Cynthia of Two Red Bowls is bringing traditional Cantonese mooncakes stateside, right in time for the Mid-Autumn festival.

Early cases
Apicius, De re culinaria, an early on number of recipes.

The earliest identified published recipes date to 1730 BC and were noted on cuneiform capsules found in Mesopotamia.

Other early published recipes time from around 1600 BC and result from an Akkadian tablet from southern Babylonia. There’s also performs in ancient Egyptian hieroglyphs depicting the preparation of food.

Many ancient Greek recipes are known. Mithaecus’s cook book was an early one, but nearly all of it has been missing; Athenaeus quotes one short formula in his Deipnosophistae. Athenaeus describes many other cookbooks, these lost.

Roman recipes are known starting in the second century BCE with Cato the Elder’s Delaware Agri Cultura. Many authors with this period identified western Mediterranean cooking in Greek and in Latin. Some Punic recipes are known in Greek and Latin translation.
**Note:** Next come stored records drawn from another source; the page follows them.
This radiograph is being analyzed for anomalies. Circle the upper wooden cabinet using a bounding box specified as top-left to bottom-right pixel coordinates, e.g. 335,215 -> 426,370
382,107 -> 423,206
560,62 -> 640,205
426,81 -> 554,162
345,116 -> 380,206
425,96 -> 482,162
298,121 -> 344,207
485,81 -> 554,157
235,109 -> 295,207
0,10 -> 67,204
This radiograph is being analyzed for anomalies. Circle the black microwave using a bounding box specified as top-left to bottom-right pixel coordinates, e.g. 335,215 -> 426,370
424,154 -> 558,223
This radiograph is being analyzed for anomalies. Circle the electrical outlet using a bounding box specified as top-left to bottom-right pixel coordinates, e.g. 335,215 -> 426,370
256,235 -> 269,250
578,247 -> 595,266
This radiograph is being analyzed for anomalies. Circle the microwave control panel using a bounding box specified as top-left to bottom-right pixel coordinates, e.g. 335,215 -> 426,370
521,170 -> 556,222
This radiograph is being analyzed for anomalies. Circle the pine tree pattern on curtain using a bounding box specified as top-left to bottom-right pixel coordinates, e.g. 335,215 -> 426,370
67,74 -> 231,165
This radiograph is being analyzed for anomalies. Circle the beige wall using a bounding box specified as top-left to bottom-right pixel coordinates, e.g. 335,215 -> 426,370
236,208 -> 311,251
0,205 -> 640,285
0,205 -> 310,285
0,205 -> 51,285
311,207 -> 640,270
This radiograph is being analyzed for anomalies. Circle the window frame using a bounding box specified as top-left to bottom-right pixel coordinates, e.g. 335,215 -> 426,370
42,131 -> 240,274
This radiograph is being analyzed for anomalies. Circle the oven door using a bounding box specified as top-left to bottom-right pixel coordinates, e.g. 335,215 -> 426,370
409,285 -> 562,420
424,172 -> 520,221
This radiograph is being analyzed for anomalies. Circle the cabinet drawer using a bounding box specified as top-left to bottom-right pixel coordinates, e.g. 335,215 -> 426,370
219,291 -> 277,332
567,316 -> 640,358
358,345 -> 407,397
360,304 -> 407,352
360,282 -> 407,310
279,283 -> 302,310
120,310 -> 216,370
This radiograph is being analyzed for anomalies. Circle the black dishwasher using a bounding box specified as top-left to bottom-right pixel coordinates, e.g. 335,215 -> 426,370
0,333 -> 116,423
The big collection of recipes P re coquinaria, conventionally called Apicius, appeared in the 4th or 5th century and is the only complete surviving cook book from the classical world. It provides the courses served in a meal as Gustatio (appetizer), Primae Mensae (main course) and Secundae Mensae (dessert). Each menu begins with the Latin order “Take…,” “Recipe….”

Arabic recipes are reported starting in the 10th century; see al-Warraq and al-Baghdadi.

The earliest recipe in Persian days from the 14th century. Several recipes have survived from the time of Safavids, including Karnameh (1521) by Mohammad Ali Bavarchi, which include the cooking training of more than 130 various recipes and pastries, and Madat-ol-Hayat (1597) by Nurollah Ashpaz. Formula books from the Qajar time are numerous, probably the most significant being Khorak-ha-ye Irani by king Nader Mirza.

Master Richard II of England commissioned a recipe guide called Forme of Cury in 1390, and about the same time, still another book was printed named Curye on Inglish, “cury” meaning cooking. Both publications give an impact of how food for the respectable courses was prepared and offered in Britain at that time. The luxurious style of the aristocracy in the Early Contemporary Time produced with it the begin of what can be named the present day recipe book. By the 15th century, numerous manuscripts were showing describing the recipes of the day. Many of these manuscripts provide excellent information and record the re-discovery of several herbs and herbs including coriander, parsley, basil and peppermint, many which have been brought back from the Crusades.